What is remembered: Athens.

From my six months in Athens as a young adult, two people and incidents strike me as memorable now. One was a tiny crooked lady who appeared at the Piraeus underground station one day. She was the colour of dust all over - hair, skin, clothes - wrinkled and extremely small. She walked right to the centre of the station, chucked down the dust-coloured sack she had been carrying, threw back her head, and shouted in a voice as broken as it was loud: "Sika freska sika! Sika freska sika!" - a fig seller.

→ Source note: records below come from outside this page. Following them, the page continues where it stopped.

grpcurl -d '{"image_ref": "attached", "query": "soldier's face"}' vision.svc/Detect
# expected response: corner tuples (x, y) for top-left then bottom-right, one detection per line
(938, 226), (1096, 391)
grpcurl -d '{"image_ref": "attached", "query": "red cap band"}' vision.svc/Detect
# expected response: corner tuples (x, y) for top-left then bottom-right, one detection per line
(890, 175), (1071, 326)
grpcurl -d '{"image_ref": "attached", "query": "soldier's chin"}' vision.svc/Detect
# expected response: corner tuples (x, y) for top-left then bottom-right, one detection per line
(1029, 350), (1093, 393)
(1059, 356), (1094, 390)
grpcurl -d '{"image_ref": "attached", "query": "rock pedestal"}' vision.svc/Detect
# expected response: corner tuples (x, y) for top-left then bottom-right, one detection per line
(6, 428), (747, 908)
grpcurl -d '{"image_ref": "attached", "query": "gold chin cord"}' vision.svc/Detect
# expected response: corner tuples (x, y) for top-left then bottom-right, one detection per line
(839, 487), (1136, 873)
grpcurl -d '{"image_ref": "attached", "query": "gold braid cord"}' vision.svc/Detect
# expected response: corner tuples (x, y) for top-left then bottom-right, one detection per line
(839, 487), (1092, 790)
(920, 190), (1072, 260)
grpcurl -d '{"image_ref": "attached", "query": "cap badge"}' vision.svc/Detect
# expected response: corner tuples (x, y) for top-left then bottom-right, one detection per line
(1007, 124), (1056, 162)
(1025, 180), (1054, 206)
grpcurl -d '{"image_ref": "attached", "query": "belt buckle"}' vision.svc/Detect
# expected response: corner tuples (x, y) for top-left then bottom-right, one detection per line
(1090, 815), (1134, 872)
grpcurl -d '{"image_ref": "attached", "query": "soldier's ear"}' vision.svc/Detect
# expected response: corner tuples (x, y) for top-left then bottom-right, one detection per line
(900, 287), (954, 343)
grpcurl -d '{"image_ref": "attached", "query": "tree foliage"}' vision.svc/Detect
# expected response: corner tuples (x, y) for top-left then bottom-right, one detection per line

I had never seen fresh figs; I had to go and get a closer look. Her sack was full of figs, deep purple in colour, dusty, onion-shaped. I bought a small paper bagful of them, out of curiosity, although I didn't know how to eat them. I don't remember how much she asked for the figs she had dragged on her back from God knows where. I believe it was ridiculously little, even when measured against my vanishingly small Athenian wages. Somehow I managed to peel the fig - with my fingers? With the Swiss Army knife which got lost in Athens but which I might still have had in my pocket then? In any case, the taste was delicious, the whole fruit out of this world, alien, from another planet.

2 comments:

nmj said...

'colour of dust all over' that is a nice image, anna mr, i love fresh figs though they don't look very nice!

Anonymous said...

Mmmm, yummy. Fruit, like wine, tastes so much better in its country of origin.